Let \(\Omega\) be an open subset of \(\mathbf R^n\). The authors study the Hardy-Littlewood maximal function on the variable Lebesgue space \(L^{p(x)} (\Omega )\), the Banach space of measurable functions on \(\Omega\) such that \[ \int_{\Omega}\Big | \frac{f(x)}{\lambda}\Big | ^{p(x)}dx<\infty \] for some \(\lambda>0\), with norm \[ \| f\| _{p(x),\Omega}=\inf\Big \{\lambda>0:\int_{\Omega}\Big | \frac{f(x)}{\lambda}\Big | ^{p(x)}dx\geq 1 \Big \}. \] They prove that the maximal function is bounded on \(L^{p(x)}(\Omega )\) when \(p\,\) satisfies the following three conditions:
1. \(1<\inf\{ p(y):y\in\Omega\} \leq\sup\{ p(y):y\in\Omega\} <\infty\),
2. \(| p(x)-p(y)| \leq\frac{C}{-\log| x-y| }, \text{ for }\, x,y\in\Omega \,\text{and}\,| x-y| <\frac{1}{2}\),
3. \(| p(x)-p(y)| \leq\frac{C}{log(e+| x| )}, \text{ for }\, x,y\in\Omega\, \text{and}\,| y| \geq| x| .\)

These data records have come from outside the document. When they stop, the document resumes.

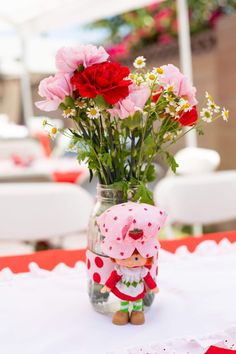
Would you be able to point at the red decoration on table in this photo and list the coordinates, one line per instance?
(67, 176)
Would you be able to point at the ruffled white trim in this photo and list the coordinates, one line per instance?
(225, 339)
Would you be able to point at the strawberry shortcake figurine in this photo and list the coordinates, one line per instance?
(130, 240)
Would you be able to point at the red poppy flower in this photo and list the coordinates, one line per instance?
(188, 118)
(105, 79)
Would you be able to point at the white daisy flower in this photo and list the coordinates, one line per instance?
(206, 115)
(168, 136)
(140, 62)
(225, 114)
(93, 112)
(80, 103)
(208, 97)
(69, 112)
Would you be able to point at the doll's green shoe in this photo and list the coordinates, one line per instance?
(120, 318)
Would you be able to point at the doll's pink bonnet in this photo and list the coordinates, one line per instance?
(117, 225)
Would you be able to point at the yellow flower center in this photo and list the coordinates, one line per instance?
(152, 77)
(54, 130)
(68, 111)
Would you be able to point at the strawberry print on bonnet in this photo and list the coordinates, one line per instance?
(131, 226)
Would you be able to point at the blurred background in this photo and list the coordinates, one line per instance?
(39, 174)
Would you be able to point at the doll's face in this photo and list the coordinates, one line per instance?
(136, 260)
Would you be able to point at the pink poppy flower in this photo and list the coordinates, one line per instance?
(68, 59)
(182, 86)
(135, 101)
(54, 89)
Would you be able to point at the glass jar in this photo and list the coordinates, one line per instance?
(107, 196)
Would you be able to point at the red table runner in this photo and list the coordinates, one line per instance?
(49, 259)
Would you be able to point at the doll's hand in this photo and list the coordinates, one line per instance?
(105, 289)
(155, 290)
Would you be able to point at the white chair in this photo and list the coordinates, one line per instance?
(195, 160)
(24, 148)
(198, 200)
(43, 211)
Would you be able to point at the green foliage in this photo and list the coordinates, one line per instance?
(143, 194)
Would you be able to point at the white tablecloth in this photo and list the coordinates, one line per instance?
(44, 312)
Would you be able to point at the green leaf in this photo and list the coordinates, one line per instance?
(100, 102)
(143, 195)
(199, 130)
(62, 106)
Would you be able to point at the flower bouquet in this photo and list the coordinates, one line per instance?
(122, 120)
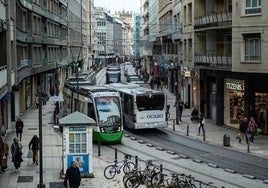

In addition, the authors prove a weak-type inequality under the sole condition that the function \(\frac{1}{p}\) satisfies a reverse Hölder’s condition: there is a constant \(C>0\) so that \[ \frac{1}{p(x)}\leq\frac{C}{| B| }\int_{B}\frac{1}{p(y)}dy \] for almost every \(x\in B\), where \(B\) is an arbitrary ball in \(\mathbf{R}^n\).